Места этих мужчин заняли двадцатипятилетние женщины с прическами а-ля Элли МакБил, мини-юбками, хищными лицами и дипломами об окончании курса по средствам массовой информации. Перед женщинами никогда еще не открывались такие возможности, но я считаю, что безопаснее оставаться рядовым репортером. Пехоту не отправят дальше передовой и не уволят, если только сам не захочешь. С другой стороны, совсем неплохо перебраться на руководящую работу. Майк занимает немаленькую должность на телевидении Мидландс[11], здание которого находится через дорогу от нашего, и я вовсе не хочу окончательно сдавать позиции в вечном семейном споре на тему «Я сильнее устаю на работе, потому что моя работа важнее». В зависимости от исхода спора кто-то займется домашними делами, а кто-то будет отдыхать на диване. Честно говоря, не знаю, как к этому отнесется Майк. Это означает более высокую зарплату, но и ответственности станет больше. А самое главное, мне придется задерживаться на работе.

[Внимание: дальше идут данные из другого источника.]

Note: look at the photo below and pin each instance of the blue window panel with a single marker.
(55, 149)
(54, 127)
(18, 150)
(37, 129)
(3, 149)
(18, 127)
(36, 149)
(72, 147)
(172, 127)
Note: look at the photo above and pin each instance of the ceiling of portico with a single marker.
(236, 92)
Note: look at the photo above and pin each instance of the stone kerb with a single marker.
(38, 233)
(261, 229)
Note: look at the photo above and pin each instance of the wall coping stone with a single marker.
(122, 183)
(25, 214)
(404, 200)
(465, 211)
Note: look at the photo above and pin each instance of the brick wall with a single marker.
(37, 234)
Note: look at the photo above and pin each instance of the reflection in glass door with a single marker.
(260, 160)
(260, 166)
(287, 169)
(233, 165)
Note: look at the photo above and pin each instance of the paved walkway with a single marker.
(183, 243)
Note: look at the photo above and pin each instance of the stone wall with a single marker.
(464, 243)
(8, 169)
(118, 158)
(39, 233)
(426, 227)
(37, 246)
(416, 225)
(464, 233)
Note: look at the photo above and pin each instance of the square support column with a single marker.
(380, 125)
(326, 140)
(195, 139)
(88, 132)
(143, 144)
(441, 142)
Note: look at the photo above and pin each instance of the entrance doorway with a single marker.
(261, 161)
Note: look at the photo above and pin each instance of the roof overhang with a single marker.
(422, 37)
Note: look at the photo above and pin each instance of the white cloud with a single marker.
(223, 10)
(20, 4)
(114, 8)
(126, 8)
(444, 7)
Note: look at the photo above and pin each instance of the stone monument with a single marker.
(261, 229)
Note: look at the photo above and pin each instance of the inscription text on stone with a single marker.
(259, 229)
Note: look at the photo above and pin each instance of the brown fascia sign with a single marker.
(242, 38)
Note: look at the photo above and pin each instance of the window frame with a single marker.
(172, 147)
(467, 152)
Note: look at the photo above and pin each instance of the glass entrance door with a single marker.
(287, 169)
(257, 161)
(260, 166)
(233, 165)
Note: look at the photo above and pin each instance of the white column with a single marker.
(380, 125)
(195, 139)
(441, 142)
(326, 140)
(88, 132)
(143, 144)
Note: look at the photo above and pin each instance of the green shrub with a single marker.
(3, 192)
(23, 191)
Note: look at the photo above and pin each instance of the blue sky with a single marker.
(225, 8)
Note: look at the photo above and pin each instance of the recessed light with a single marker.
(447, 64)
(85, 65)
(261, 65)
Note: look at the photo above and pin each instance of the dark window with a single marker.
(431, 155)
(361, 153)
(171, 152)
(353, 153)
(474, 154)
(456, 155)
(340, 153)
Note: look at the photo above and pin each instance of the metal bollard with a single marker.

Я уже работаю по десять часов в сутки (правда, только четыре дня в неделю, так что пятница свободна), а будет пять таких дней в неделю да еще вечерние совещания. Как бы то ни было я знаю, что наверху хотят привлечь побольше женщин в высшее руководство, так что у меня достаточно причин, чтобы занять эту должность. Деньги придутся весьма кстати (хитрый план по покупке поместья по-прежнему не дает мне покоя), и я знаю, что Ник меня ценит, иначе он не доверил бы мне делать репортажи о ходе выборов. Он вообще не очень доверяет женщинам с детьми. Старый добрый Ник. Он просто доисторическое животное. Женщины для него — всего лишь женщины, а когда у них появляются дети, они становятся матерями. Он никак не может смириться с мыслью, что женщина может работать и делать карьеру.